Mumbai, July 4 (IANS) Taking serious note of delays in announcing of results of various examinations of the University Of Mumbai, Governor C.V. Rao on Tuesday ordered Vice Chancellor Sanjay Deshmukh to declared all pending results by July 31.
In what was described in academic circles as an unprecedented step, the Governor, who is Chancellor of the varsity, also directed Deshmukh to submit a detailed strategy and roadmap for declaration of examinations results on schedule, under the provisions of Maharashtra Public Universities Act’s Section 89.
Additionally, Rao has asked Additional Chief Secretary, Higher & Technical Education Sitaram Kunte to depute an official to monitor the progress in the university closely in real time and give a feedback to both, the state government and the Chancellor’s office.
Deshmukh will have to set up a “war room” at his level along with other functionaries of the premier university to monitor the progress regarding declaration of results in real time, and also submit a daily report to the Governor’s office.
A life sciences professor, Deshmukh, 51, who took over the post on July 7, 2015, was summoned by the Governor for a meeting at Raj Bhavan, along with Kunte and the Governor’s Secretary Venugopal Reddy, on Tuesday.
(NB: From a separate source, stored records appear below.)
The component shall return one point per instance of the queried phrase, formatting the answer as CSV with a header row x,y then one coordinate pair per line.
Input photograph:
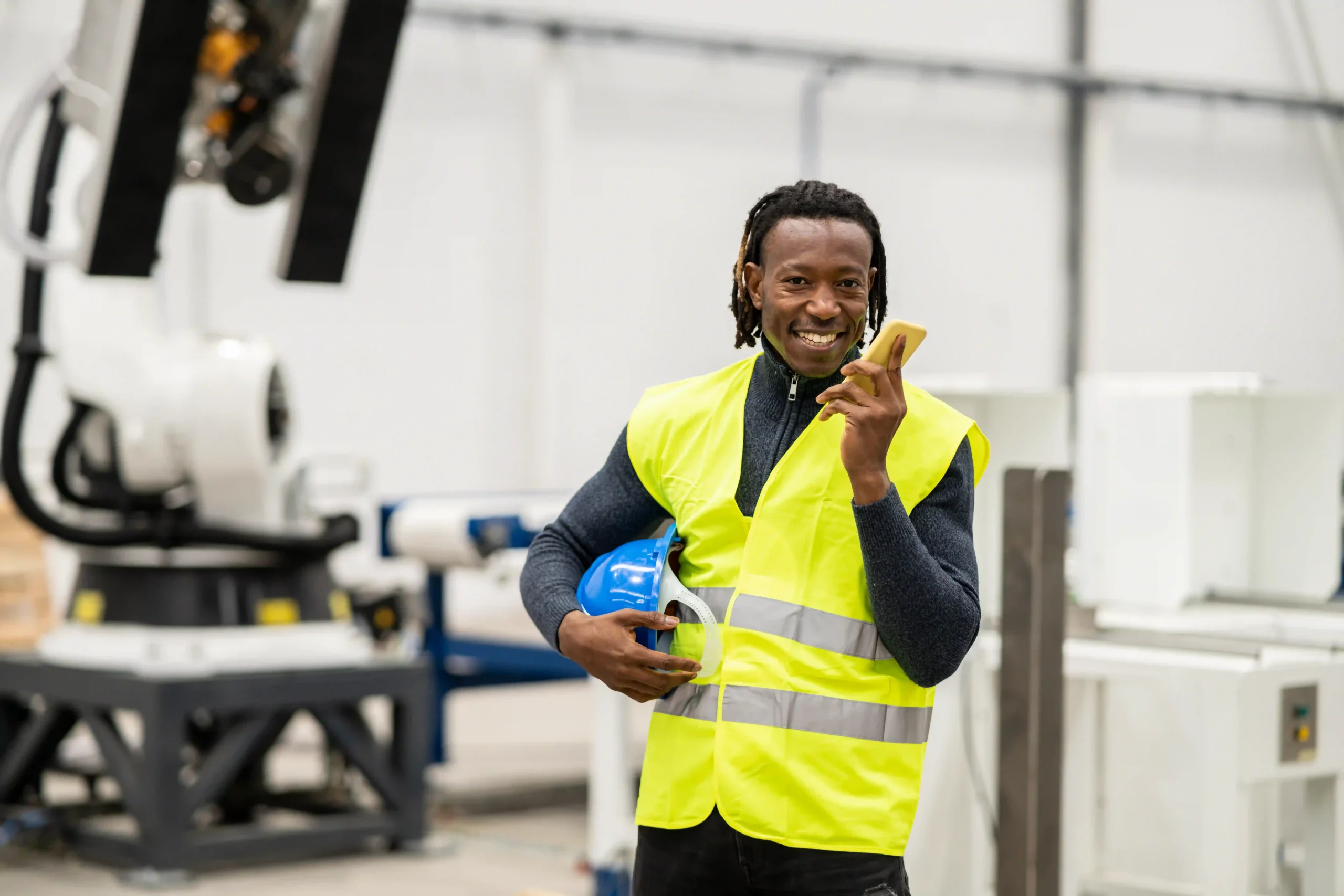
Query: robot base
x,y
197,790
203,587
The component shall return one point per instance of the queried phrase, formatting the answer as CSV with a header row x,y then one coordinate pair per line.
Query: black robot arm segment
x,y
164,527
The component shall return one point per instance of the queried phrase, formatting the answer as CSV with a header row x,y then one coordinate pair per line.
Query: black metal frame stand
x,y
166,796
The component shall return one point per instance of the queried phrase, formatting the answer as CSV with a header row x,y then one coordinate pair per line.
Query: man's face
x,y
812,289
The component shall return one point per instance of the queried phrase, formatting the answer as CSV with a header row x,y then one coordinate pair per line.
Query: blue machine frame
x,y
475,662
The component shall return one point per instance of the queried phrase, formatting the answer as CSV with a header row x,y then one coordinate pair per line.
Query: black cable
x,y
169,529
102,495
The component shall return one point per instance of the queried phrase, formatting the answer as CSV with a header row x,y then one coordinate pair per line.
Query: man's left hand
x,y
870,422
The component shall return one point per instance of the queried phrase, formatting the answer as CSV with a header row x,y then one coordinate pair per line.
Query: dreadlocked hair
x,y
816,201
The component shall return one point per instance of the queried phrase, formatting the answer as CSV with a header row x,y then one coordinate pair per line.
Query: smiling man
x,y
831,531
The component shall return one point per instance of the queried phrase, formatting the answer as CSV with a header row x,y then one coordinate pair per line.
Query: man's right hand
x,y
606,649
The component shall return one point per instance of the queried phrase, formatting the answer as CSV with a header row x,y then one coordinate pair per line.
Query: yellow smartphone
x,y
879,350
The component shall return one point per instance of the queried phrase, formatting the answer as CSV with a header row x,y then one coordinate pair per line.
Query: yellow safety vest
x,y
810,734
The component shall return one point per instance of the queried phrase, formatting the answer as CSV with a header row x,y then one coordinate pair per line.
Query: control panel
x,y
1299,722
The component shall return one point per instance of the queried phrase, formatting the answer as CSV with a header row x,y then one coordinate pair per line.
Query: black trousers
x,y
714,860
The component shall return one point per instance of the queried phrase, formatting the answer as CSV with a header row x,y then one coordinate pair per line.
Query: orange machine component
x,y
222,50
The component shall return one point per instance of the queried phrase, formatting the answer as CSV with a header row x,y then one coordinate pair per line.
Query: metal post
x,y
611,793
1031,683
1076,140
810,123
436,650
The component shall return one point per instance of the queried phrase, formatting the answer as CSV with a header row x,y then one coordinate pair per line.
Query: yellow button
x,y
88,608
339,604
277,612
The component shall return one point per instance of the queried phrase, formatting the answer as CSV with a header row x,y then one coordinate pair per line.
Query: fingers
x,y
839,406
659,681
644,620
673,662
847,393
898,352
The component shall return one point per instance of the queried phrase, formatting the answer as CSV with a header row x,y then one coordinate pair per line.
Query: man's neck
x,y
783,375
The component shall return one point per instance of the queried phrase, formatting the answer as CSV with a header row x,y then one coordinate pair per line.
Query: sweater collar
x,y
780,375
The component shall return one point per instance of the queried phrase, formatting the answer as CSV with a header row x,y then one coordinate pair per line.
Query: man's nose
x,y
824,303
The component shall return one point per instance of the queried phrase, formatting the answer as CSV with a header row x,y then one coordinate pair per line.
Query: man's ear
x,y
754,276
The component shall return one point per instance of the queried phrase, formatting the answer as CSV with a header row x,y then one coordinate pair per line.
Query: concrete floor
x,y
536,852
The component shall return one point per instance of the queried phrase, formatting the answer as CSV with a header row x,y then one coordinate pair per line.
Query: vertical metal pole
x,y
436,650
1076,140
1031,683
611,793
1319,873
810,123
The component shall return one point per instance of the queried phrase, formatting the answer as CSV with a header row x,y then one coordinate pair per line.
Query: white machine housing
x,y
201,413
1198,484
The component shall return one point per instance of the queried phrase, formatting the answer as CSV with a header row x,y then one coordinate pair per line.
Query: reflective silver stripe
x,y
691,702
827,715
808,625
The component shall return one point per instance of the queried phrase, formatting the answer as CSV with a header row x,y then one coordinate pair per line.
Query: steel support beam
x,y
1031,683
1073,78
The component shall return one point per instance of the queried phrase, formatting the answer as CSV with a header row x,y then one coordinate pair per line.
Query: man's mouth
x,y
817,340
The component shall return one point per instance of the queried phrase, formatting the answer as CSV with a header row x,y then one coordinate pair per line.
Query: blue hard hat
x,y
628,579
639,577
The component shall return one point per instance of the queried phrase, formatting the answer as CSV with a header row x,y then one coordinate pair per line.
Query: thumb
x,y
898,352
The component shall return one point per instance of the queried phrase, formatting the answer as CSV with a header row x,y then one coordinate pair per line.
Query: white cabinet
x,y
1196,484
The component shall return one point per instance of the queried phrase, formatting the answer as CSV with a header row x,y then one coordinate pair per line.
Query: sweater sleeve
x,y
922,577
608,511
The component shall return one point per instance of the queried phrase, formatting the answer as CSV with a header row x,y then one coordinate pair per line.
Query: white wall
x,y
549,231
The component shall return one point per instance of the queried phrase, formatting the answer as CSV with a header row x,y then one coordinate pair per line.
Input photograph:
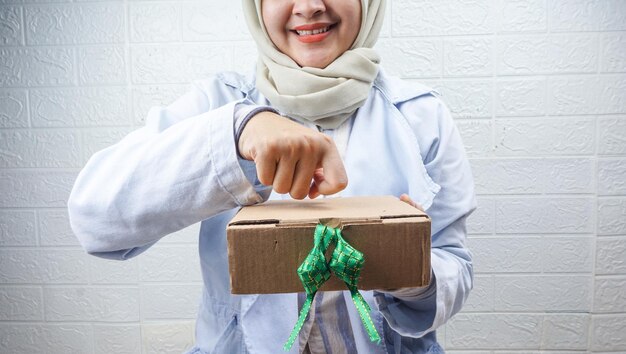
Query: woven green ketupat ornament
x,y
346,263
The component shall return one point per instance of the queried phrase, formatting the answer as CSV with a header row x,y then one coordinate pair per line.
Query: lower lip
x,y
314,38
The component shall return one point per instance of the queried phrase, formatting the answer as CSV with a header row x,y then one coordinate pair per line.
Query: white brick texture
x,y
538,91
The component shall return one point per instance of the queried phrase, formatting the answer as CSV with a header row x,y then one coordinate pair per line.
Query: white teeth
x,y
312,32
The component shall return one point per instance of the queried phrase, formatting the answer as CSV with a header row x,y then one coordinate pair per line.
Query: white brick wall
x,y
538,89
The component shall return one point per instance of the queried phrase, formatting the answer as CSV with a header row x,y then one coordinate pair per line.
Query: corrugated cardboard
x,y
267,243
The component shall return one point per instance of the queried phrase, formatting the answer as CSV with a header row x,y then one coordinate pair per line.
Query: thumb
x,y
333,177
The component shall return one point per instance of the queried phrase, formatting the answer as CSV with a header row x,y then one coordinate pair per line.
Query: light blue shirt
x,y
182,168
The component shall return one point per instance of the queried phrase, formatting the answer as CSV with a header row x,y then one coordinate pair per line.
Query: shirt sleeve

The governor said that out of 477 examinations conducted by University of Mumbai, results of only 51 have been declared so far, and out of these, results of only 23 exams were announced within 30 days while the rest were declared within 45 days, which is the statutory limit.
As per the universities act, the university is mandated to declared results within 30 days, but in no case beyond 45 days.
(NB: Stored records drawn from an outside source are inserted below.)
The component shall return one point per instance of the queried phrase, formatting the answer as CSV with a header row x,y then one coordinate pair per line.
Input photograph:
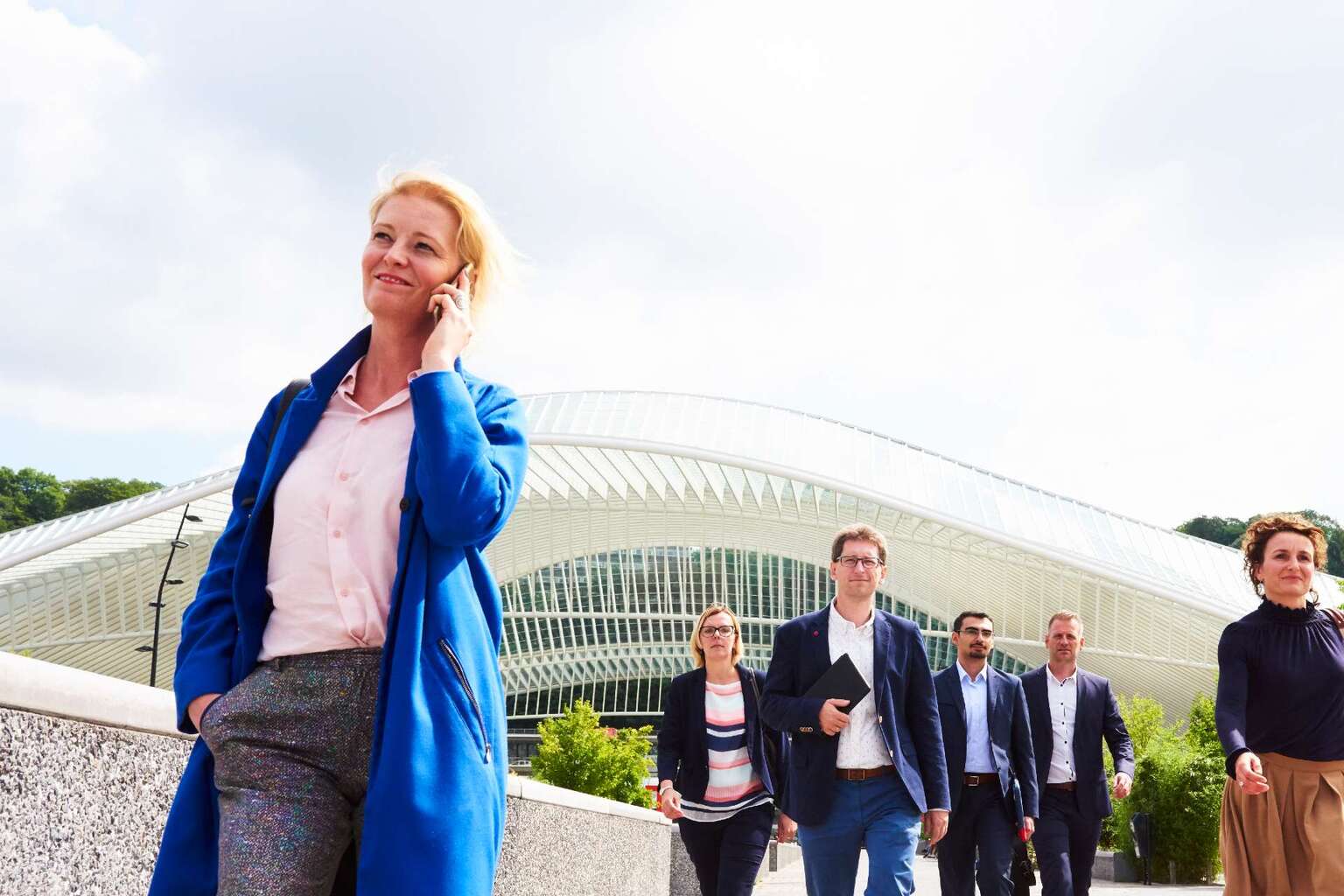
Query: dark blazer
x,y
1098,717
907,712
1010,734
683,754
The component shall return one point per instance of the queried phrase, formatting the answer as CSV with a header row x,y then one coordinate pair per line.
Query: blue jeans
x,y
877,813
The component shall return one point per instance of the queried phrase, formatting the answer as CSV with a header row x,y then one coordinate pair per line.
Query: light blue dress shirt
x,y
975,693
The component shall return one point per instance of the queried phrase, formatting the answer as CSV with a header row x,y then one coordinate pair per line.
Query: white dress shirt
x,y
975,693
1063,710
860,742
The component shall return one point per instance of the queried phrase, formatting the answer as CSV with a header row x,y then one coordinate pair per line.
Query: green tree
x,y
1228,531
579,754
1179,780
29,496
1215,528
82,494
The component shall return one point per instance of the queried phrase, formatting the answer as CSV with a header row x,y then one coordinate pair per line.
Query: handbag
x,y
772,748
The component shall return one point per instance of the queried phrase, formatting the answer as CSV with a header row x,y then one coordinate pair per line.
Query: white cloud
x,y
1078,245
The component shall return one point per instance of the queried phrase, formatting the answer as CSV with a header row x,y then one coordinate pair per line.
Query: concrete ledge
x,y
89,766
49,690
542,793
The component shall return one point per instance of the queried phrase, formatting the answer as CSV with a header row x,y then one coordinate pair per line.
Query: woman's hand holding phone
x,y
451,305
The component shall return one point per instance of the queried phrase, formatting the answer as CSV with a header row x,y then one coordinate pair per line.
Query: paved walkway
x,y
788,881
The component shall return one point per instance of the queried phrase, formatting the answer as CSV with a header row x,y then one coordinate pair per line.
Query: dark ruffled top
x,y
1281,685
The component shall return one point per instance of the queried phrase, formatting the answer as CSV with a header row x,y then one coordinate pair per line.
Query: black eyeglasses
x,y
863,564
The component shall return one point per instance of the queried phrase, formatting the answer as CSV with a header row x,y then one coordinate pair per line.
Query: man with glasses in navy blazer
x,y
870,773
1071,712
988,742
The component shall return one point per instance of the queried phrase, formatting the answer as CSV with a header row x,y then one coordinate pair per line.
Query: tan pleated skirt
x,y
1291,840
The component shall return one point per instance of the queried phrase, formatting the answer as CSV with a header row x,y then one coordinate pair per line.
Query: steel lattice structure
x,y
640,508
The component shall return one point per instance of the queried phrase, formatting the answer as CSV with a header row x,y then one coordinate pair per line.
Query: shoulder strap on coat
x,y
286,398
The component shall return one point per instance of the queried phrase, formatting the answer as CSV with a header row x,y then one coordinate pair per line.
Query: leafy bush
x,y
1179,780
579,754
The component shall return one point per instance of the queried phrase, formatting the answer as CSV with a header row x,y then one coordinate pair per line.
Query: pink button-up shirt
x,y
338,517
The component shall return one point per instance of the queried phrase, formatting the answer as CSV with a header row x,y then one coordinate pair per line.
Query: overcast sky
x,y
1093,246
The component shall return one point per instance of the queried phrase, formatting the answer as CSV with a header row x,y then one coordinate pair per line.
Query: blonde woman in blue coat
x,y
340,660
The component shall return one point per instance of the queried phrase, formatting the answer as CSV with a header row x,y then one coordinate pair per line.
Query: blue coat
x,y
1098,718
907,712
1010,734
683,752
434,812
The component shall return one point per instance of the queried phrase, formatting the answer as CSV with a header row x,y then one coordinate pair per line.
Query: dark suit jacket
x,y
907,712
1098,717
1010,734
683,754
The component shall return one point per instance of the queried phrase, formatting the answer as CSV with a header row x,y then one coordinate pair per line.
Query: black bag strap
x,y
286,398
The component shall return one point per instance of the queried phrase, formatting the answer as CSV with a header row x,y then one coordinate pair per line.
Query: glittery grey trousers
x,y
290,746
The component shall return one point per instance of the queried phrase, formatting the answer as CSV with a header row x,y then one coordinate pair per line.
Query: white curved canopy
x,y
640,508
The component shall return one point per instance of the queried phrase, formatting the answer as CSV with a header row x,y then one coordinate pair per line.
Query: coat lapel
x,y
993,682
880,654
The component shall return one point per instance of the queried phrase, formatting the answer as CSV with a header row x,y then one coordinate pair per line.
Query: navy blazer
x,y
907,712
1010,734
683,754
1098,717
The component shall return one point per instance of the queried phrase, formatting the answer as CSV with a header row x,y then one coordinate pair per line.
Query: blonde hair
x,y
1261,531
859,532
479,240
696,653
1065,615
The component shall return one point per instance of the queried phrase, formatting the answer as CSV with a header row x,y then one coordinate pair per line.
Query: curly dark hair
x,y
1263,529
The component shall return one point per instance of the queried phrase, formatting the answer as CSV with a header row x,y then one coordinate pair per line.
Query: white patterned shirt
x,y
860,742
1063,712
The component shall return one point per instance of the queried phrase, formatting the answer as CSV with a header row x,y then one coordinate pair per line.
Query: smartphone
x,y
438,311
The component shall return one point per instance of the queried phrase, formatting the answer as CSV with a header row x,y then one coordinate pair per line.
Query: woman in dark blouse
x,y
1281,720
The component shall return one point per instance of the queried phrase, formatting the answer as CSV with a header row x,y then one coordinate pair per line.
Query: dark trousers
x,y
1066,844
978,823
727,853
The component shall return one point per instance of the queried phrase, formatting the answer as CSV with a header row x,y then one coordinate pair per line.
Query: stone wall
x,y
89,766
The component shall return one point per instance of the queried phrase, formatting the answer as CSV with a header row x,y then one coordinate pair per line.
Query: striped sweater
x,y
734,785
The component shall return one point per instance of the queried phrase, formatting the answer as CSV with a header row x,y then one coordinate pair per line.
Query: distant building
x,y
641,508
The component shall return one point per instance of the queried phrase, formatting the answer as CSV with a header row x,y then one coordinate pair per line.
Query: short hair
x,y
479,238
1065,614
1265,528
695,633
859,532
968,614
Rao reminded Deshmukh that the delays in declaration of results could hamper the career of students, cause anxiety and hardship to them and their parents, and directed him “to make all out efforts” to declare all pending results by July 31.
The developments took place in the wake of reports in media and other sources of the inordinate delays in declaration of examinations results which affected students’ admission to higher classes, professional or technical courses and even to foreign institutions.